Au moment du départ, Cleopatra, leur fille aînée, offre à la Vieille un cadeau qu’elle a confectionné : un gâteau empoisonné. Grossissant le trait, Rodolfo Sonego prête à Bette Davis le visage de cette vieille excentrique et à Silvana Mangano et Alfredo Sordi, celui d'Antonia et Pepinno. L'un des grands atouts du film  - bien qu'étant d'une féroce allégorie de la lutte des classes - aucun parti-pris n'est engagé. La cruauté de la vieille est clairement dépeinte mais le couple d'italiens n'est pas mieux loti avec sa soif d'argent facile.

Grâce à ses interprètes et à une critique mordante qui ne perd pas une seconde son but premier -  à savoir faire rire - , "L'Argent de la vieille" est l'une des plus grandes réussites du cinéma transalpin des années 1970.

 

Sordi et Mangano, couple gagnant.

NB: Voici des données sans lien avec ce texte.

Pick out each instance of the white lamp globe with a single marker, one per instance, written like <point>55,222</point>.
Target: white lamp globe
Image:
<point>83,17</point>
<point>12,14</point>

De tous les grands acteurs de la comédie italienne, Alfredo Sordi  (1920-2003) est celui qui a eu la carrière la plus longue (soixante ans), la plus prolifique ( 150 films), la plus variée: doubleur, scénariste, réalisateur, producteur et bien sûr acteur sous la direction de Fellini, Comencini, Monicelli, De Sica, Risi, Scola, Rosi... Sa carrière reflète l'histoire de l'Italie jusqu'en 1998, date de son dernier film.

En un film unique "Riz amer" de Guissepe de Santis (1949), Silvana Mangano (1930-1989) passe du statut de figurante sexy, à celui d'une actrice reconnue... et recherchée.. Elle tourne pour Visconti dans "Mort à Venise( 1971) et "Violence et passion" (1974) ainsi que "Oedipe-roi" (1967); "Théorème" ou "Le Décameron" de Pier-Paolo Pasolini; "Le Procès de Vérone" de Carlo Lizzani (1963).

"L'Argent de la vieille" lui vaudra un "David de Donatello", l'équivalent des "Cesars", après ceux obtenus pour "Le Procès de Vérone" et "Les Sorcières".


La soirée

Destins en jeu

Rencontre... enrichissante avec Elisabeth Delage à l'issue de la projection du film "L'argent de la vieille".  En fin de soirée, un  pot de "fin de saison" à réuni tous les adhérents du Ciné-club du Bassin".       Photos Jean-Louis Burési
Rencontre... enrichissante avec Elisabeth Delage à l'issue de la projection du film "L'argent de la vieille". En fin de soirée, un pot de "fin de saison" à réuni tous les adhérents du Ciné-club du Bassin". Photos Jean-Louis Burési

Tout l'art de Comencini  ruisselle  comme du bon argent et  brille dans cette alerte fable sociale sur une Italie des années soixante-dix à l'orée des funestes "années de plomb". Deux mondes antagonistes s'affrontent autour d'une partie de cartes, sur le thème aride de la lutte des classes: les riches, l'opulence, leur cynisme dans un camp; les pauvres, leur précarité chronique, des rêves lointains voire inaccessibles dans l'autre. Prédateurs, proies ou victimes d'un déterminisme social entre le peuple et le pouvoir. Le drame se joue autour d'un tapis de jeu, pour une partie de scopone, dont on sait déjà qu'il y aura autant à perdre (ses illusions) qu'à rejoindre  les rives du bonheur (tout aussi illusoire). Au delà du drame "comencinien", émerge la figure du véritable miracle italien,  celui dégagé par l'infortuné Peppino (Alfredo Sordi) à l' incroyable énergie  et à la touchante humanité. Autant de force, ce n'est plus un jeu, ni même du hasard.  A scruter le dessous des cartes, on comprend aisément que l''on n'échappe pas  à son destin, même biseauté...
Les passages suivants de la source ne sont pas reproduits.